The University of Michigan is joining the autonomous car movement. The university has opened Mcity, a controlled environment designed to test connected and driverless cars.

“We believe that this transformation to connected and automated mobility will be a game-changer for safety, for efficiency, for energy and for accessibility,” said Peter Sweatman, director of the University of Michigan’s Mobility Transformation Center. “Our cities will be much better to live in, our suburbs will be much better to live in. These technologies truly open the door to 21st-century mobility.”

Mcity provides 32 acres of simulated urban and suburban environments that incorporate a network of roads, intersections, traffic signs and signals, streetlights, buildings, sidewalks, and obstacles. In addition, researchers testing their vehicles will have the ability to make changes to test areas where they feel the cars will have the most trouble.

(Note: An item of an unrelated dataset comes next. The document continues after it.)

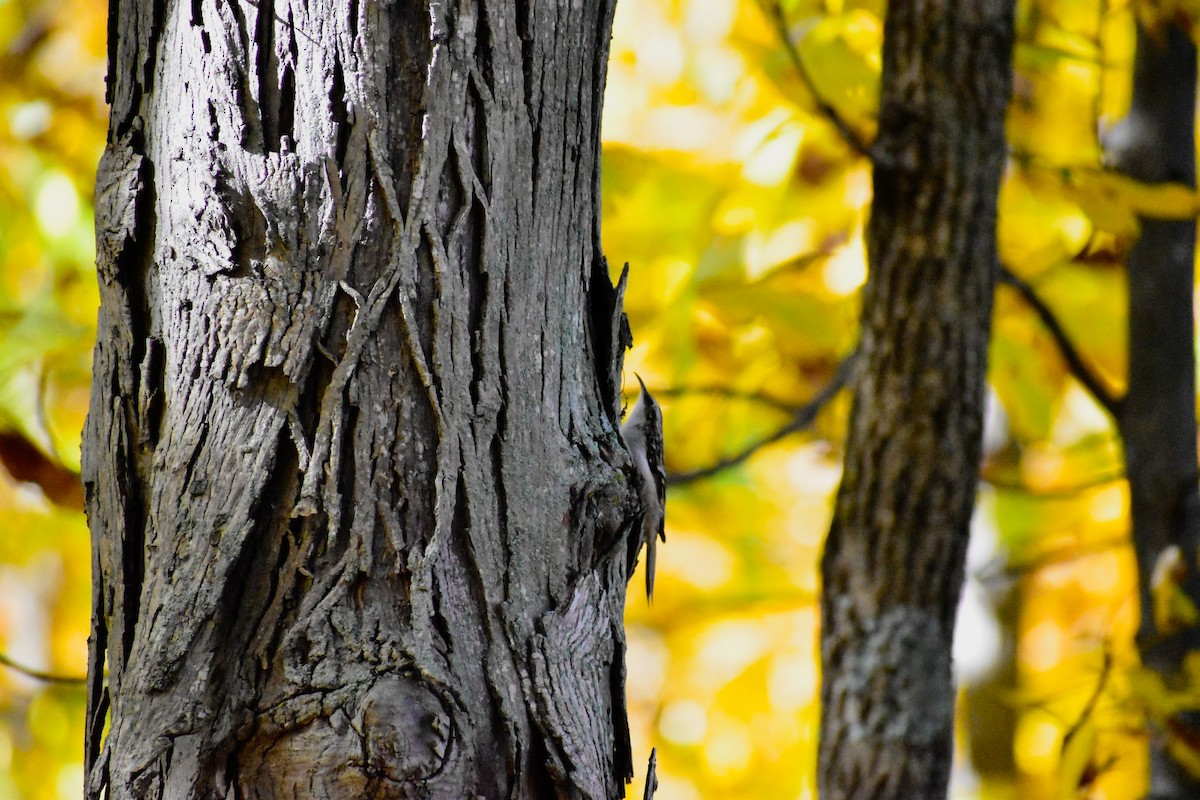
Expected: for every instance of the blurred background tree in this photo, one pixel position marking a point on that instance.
(739, 204)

Google announces the Application Default Credentials feature
Google wants to make it easier for developers to get authorization credentials for its APIs. The company has introduced the Application Default Credentials (ADC) feature, designed to allow developers to use a single line of authorization code in their apps.

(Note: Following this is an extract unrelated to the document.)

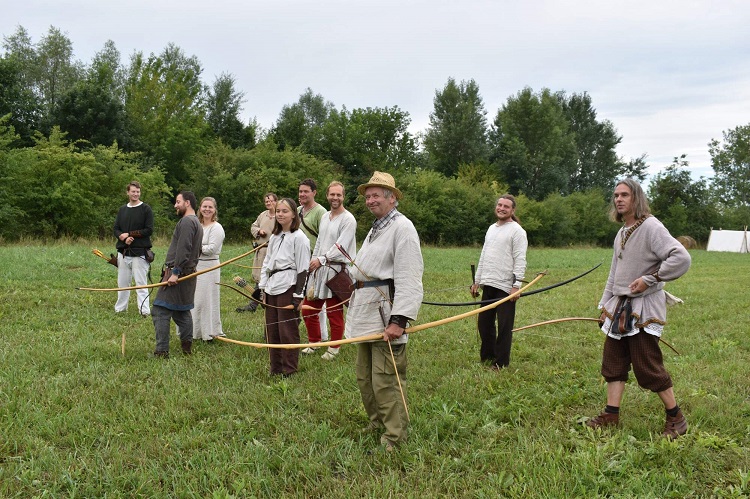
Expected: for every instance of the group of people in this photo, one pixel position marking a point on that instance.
(196, 245)
(307, 246)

“When you write applications that run on Google Compute Engine instances, you might want to connect them to Google Cloud Storage, Google BigQuery, and other Google Cloud Platform services. Those services use OAuth2,” wrote Vijay Subramani, technical program manager for Google Cloud Platform, in a blog post. “Unfortunately, OAuth2 has traditionally been hard to use. It often requires specialized knowledge and a lot of boilerplate auth setup code just to make an initial API call.”

According to Subramani, ADC is meant to take away all the complexity of OAuth 2 and package it behind a single API call.

Visual F# 4.0 RTM announced
Microsoft has announced that Visual F# 4.0 has reached RTM along with the release of Visual Studio 2015. Visual F# 4.0 is a milestone release for the F# language and Visual Studio tools, according to the Visual F# team.

“F# 4.0 is as much about a change in culture for the language as updates to the language specification, library and tools,” the team wrote in a blog post. “There are numerous new technical features, but in many ways the most significant changes are in how we have extended the core library, and how we’ve changed the way we are doing language design, implementation and delivery.”